In late 2015, the ex-head of Moscow’s anti-doping lab Grigory Rodchenkov
fled to the West while an independent commission led by Richard McLaren
established a state-backed scheme which swapped urine samples of Russian
athletes to hide evidence of doping.

McLaren’s report, which included evidence gathered from Rodchenkov and
other witnesses, said the scheme involved Russia’s Federal Security Service
(FSB) and the sports ministry.

One of the tricks used to fool anti-doping authorities at the Sochi Winter
Olympic Games in 2014 was to swap samples of Russian athletes via a discreet
hole in the wall of the laboratory.

Rodchenkov is currently in witness protection, while two former officials
of the Russian anti-doping agency, Vyacheslav Sinev and Nikita Kamayev, died
within two weeks of each other in February 2016.

Moscow has denied the existence of a state-backed scheme, with Putin
calling Rodchenkov an untrustworthy “idiot” who had “problems with the law.”

– US vote meddling –

After Donald Trump was elected to the White House in November 2016, the US
intelligence community alleged that Moscow influenced the outcome of the
vote, resulting in a snowballing probe, sanctions and expulsion of diplomats.

US intelligence agencies accused Moscow of being behind hacking entities
Fancy Bear and Cozy Bear which carried out cyberattacks on the Democratic
Party.

Emails of Hillary Clinton’s campaign staff were published online.

Microsoft has also said that Fancy Bear set up fake pages mimicking a
conservative US think tank and the US Senate, in order to siphon off emails
and passwords of users taking them for the real thing.

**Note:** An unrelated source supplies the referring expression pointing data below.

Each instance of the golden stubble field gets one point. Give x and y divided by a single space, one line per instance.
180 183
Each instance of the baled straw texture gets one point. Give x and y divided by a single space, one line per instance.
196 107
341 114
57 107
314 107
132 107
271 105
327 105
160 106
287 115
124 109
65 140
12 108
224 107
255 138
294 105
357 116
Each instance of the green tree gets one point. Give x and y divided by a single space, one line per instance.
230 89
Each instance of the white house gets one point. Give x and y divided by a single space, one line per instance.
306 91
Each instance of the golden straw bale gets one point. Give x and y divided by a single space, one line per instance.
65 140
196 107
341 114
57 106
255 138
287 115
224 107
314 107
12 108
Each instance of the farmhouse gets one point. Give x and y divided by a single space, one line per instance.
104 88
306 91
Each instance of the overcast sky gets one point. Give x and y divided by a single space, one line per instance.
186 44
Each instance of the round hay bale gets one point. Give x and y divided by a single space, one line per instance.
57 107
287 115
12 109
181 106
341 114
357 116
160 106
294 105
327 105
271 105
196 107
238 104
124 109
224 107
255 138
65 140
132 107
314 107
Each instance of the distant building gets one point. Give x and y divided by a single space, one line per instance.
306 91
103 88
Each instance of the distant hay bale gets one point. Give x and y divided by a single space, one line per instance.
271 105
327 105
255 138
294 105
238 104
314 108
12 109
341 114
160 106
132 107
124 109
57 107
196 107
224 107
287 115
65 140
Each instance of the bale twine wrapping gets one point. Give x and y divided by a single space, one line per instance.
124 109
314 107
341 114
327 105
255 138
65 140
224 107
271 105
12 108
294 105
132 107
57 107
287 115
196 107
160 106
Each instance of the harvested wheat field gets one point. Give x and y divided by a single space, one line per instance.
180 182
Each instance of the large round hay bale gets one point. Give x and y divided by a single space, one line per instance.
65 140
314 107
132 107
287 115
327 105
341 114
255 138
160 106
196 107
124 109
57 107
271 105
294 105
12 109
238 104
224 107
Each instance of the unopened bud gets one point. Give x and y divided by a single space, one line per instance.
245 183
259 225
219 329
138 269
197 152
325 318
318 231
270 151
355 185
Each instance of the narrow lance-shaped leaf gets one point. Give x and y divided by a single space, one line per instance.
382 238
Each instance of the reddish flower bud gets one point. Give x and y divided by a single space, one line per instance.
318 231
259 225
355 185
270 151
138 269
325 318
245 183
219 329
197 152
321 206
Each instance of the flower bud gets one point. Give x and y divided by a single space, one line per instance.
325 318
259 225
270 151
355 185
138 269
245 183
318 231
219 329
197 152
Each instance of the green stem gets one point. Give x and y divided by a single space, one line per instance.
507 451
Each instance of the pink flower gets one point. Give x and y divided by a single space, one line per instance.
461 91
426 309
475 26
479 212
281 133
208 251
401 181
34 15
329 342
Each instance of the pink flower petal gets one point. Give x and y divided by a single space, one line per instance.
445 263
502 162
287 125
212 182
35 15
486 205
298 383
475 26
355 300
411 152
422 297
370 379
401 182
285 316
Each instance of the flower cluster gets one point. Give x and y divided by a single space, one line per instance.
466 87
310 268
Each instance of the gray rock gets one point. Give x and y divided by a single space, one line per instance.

Moscow has denied intervening in the vote, saying all allegations reflect
an internal struggle meant to undermine the Trump presidency.

– Skripal hit –

Britain has accused the Russian government of ordering its military
intelligence operatives to murder former double agent Sergei Skripal, who was
found collapsed on a bench in the city of Salisbury with his daughter in
March.

The two men Britain suspects of poisoning the Skripals with Soviet-produced
nerve gas Novichok, Alexander Petrov and Ruslan Boshirov, went on Russian
television claiming they were sports nutrition salesmen who visited Salisbury
as tourists.

But media reports linked one of the men’s faces to the real identity of
Anatoly Chepiga, a highly-decorated officer with Russian military
intelligence.

Putin has denied any connection to the poisoning of Skripal and his
daughter, calling on Britain to share information on the investigation
through official channels.

– Hacking conspiracy –

The US this week indicted seven GRU agents as part of a crackdown on
hacking plots which include the Democratic party, but extend to football’s
governing body FIFA, the US nuclear energy company Westinghouse and the
global chemical weapons watchdog OPCW.

Dutch security services said they had expelled four Russian agents in April
after they attempted a cyber attack on the OPCW as it probed the Skripal
poisoning and an alleged chemical attack on the Syrian town of Douma by the
regime of Bashar al-Assad, a Moscow ally.

Moscow has called these allegations “spy mania.”